I’ve worked with MBOs a.k.a. Management By Objectives on and off at a variety of places. Your manager (and presumably their manager) define a set of quantifiable (S.M.A.R.T.) objectives for you to hit in the coming quarter. Then you review them at the end of the quarter. Easy, right?

I must be treating these things wrong. I look at objectives and tend to evaluate them against my current priorities and the current priorities of the company/customer. These priorities tend to change from day to day. So, being an independent minded type, I tend to look at the list and edit as appropriate: this objective is relevant, this one isn’t, and so on. Then comes the review at the end of the quarter and the inevitable question, “Why didn’t you hit objective X?”

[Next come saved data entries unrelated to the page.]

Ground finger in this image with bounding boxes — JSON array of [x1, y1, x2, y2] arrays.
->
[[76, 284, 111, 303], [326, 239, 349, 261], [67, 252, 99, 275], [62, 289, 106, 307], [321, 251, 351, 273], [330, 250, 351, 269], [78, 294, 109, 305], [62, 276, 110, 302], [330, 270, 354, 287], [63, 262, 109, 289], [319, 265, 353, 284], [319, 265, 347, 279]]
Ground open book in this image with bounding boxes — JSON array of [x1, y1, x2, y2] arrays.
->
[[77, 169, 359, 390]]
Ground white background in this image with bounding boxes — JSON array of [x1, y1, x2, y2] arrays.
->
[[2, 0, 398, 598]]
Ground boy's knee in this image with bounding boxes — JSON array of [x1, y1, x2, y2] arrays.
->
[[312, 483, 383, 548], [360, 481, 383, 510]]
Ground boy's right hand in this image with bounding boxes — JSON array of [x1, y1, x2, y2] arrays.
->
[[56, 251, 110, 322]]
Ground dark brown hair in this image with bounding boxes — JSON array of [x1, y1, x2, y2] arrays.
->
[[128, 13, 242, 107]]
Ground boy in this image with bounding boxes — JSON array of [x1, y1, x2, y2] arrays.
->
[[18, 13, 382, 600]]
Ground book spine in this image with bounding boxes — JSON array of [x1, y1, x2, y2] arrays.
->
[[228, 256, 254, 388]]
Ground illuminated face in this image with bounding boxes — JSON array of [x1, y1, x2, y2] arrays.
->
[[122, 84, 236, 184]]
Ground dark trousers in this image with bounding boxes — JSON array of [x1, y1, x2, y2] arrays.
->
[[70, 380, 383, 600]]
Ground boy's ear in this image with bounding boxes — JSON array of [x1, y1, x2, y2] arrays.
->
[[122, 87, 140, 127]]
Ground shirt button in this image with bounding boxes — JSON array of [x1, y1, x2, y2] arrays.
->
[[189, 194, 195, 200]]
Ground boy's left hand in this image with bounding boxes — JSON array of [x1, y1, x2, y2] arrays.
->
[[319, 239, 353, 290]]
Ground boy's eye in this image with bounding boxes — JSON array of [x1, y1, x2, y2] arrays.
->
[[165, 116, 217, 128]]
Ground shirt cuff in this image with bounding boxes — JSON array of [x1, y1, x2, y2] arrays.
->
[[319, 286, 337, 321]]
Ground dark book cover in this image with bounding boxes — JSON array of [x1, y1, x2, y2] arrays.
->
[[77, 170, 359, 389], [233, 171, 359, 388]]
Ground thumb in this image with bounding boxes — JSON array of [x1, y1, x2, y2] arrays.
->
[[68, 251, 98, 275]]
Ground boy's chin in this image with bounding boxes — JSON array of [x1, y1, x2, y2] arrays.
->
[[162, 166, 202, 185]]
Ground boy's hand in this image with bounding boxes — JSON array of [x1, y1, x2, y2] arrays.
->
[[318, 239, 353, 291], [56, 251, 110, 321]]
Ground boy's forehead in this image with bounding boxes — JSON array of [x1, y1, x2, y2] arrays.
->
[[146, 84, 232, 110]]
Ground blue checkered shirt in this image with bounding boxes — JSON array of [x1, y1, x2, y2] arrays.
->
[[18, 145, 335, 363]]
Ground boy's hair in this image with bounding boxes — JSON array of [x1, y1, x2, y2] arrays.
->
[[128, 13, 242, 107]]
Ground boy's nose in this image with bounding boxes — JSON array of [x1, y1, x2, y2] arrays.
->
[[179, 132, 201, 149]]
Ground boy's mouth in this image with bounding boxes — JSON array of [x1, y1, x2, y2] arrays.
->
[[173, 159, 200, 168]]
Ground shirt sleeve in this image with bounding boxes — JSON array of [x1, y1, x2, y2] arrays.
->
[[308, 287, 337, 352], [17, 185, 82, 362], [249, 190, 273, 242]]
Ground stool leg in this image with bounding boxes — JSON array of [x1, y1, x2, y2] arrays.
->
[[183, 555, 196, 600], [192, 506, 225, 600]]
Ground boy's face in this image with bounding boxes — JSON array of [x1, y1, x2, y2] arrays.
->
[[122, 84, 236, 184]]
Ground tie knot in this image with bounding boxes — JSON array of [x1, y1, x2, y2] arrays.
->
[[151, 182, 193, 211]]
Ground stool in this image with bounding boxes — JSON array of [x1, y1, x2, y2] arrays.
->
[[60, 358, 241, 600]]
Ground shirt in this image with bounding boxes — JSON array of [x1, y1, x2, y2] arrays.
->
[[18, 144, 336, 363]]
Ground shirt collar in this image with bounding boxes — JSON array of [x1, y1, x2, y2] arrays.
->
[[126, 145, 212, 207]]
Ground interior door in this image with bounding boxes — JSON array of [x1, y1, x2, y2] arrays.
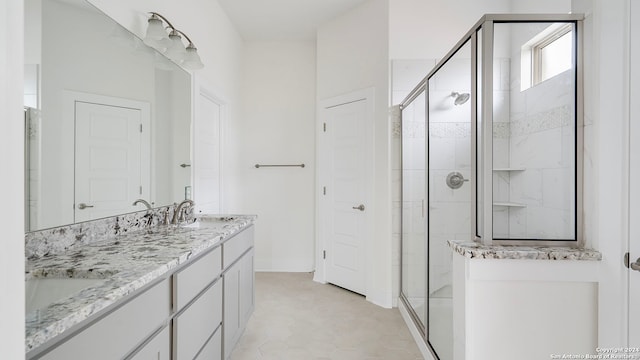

Now, admittedly, I might just suck. Or I might have judged a month(s) old objective to be low priority compared to more immediate needs. Now I suppose there are a variety of ways to handle this:

  1. Update and evaluate objectives with greater frequency
  2. Request/Update MBO’s over time
  3. Use another mechanism

You see, what I really want is a higher feedback mechanism that is a bit more relevant to my day to day work. Goals from 6 months ago, even 3 months ago, are seldom relevant. In customer terms, if I even wait as long as two weeks, I’ve very likely lost them already.

So what is the alternative? Honestly, to date in my professional life, short of outright neglect, I haven’t seen any decent ones. Maybe it’s one of those “sound of one hand clapping” Japanese koans: What’s the alternative to MBO’s?